At first it sounded kind of weird - probably because I've never had the combination before, let alone think about those two ingredients together. Thankfully, I decided it didn't matter, and made the burgers anyway.
What a ridiculously juicy and delicious burger! The turkey was surprisingly light, and every few bites the zing of pepperoni shot through. I loved the herb mayo - I snipped both fresh basil and parsley from our window-box herb garden, and they played along perfectly with the juicy tomato (tomato and basil are just meant for each other) and melty provolone slices. It screams summertime, and was a perfect dinner after a long pool day with the manchild.
Also, let's just say I got Ryan to eat a Turkey burger (he's all about the manly man meat/steak burger), and he LOVED these. He said they could easily be served at a restaurant, and he'd gladly pay mucho for them.
Turkey Pepperoni Burgers
1 1/4 lbs ground turkey
1/4 lb sliced pepperoni (we just used mini pepperoni)

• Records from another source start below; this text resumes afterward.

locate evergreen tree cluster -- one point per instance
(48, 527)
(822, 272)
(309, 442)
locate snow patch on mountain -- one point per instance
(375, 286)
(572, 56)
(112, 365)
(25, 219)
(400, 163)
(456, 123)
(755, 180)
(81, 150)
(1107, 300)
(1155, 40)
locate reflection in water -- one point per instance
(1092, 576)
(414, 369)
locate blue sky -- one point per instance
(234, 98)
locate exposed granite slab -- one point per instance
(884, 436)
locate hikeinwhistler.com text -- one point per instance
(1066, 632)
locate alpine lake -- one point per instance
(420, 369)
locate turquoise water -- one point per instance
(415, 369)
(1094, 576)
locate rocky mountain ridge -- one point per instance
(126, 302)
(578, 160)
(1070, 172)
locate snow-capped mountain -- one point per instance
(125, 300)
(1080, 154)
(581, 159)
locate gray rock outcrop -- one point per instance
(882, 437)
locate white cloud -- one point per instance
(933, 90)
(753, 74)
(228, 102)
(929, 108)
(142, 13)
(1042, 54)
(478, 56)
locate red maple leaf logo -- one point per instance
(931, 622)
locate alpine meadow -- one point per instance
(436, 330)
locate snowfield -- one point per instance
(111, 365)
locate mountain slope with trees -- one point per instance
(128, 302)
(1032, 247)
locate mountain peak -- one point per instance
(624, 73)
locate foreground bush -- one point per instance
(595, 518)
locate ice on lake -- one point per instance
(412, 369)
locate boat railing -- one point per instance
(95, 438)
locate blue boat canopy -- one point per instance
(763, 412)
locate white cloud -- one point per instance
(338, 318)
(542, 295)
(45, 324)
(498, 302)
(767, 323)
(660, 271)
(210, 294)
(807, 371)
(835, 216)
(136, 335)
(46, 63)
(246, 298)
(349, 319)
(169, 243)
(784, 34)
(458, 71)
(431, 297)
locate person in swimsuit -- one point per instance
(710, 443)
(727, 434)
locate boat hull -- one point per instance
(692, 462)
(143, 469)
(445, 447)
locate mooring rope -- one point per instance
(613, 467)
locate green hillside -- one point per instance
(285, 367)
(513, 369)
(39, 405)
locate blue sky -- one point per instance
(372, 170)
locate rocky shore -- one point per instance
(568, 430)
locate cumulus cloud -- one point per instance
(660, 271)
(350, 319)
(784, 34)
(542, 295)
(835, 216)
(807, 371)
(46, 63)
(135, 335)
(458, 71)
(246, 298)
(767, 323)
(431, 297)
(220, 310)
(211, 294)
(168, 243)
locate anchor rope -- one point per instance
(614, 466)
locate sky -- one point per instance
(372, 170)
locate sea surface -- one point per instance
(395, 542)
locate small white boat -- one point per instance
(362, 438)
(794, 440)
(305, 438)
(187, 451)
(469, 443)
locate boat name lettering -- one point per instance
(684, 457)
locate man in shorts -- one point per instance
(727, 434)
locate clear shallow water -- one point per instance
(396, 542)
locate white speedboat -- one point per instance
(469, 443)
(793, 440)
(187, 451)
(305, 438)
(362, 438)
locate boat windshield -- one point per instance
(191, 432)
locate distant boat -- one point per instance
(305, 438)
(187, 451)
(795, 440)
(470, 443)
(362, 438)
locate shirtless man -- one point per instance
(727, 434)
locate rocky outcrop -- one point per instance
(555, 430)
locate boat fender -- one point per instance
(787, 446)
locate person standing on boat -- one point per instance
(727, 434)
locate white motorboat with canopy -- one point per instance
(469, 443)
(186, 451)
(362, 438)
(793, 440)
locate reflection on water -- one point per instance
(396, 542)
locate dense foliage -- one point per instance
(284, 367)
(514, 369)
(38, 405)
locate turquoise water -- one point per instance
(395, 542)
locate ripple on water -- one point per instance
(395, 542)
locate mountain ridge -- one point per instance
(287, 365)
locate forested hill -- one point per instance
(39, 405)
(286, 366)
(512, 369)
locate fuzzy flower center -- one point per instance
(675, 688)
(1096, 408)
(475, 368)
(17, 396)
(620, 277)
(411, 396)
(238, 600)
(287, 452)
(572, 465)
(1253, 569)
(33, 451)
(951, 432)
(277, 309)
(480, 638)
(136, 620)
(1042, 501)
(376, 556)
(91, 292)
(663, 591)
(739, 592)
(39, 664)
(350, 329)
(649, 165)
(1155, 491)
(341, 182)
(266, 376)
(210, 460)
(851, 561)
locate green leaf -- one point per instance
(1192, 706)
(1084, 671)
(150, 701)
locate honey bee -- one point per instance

1 large sprig rosemary, leaves only, chopped
1 clove garlic
salt and pepper to taste
1/3 C mayo
1/2 C chopped fresh parsley/basil mix
1/2 t finely grated lemon zest
2 T fresh lemon juice
1/2 t garlic powder
8 slices provolone cheese
4 ciabatta rolls, split
4 slices large tomato
fresh spinach leaves
In a large bowl, mix ground turkey, pepperoni, rosemary, garlic and 1/2 t salt and pepper (use clean hands to mix). Form 1/2 inch thick patties. Heat large skillet over medium-high heat. Add the patties and cook, undisturbed, until browned (about 5 minutes). Turn and cook until golden brown on bottom.
Meanwhile, whisk the mayonnaise, parsley, lemon zest and juice, and garlic powder in a small bowl. Season with salt and pepper. Top each patty with 2 slices provolone and cover until cheese melts (about a minute). Transfer patties to a plate.
Toast the buns cut-side down on the skillet, then remove from the pan and spread with herb mayo. Season the tomato slices with salt and pepper. Sandwich the spinach leaves, burger patties, and tomatoes on the buns.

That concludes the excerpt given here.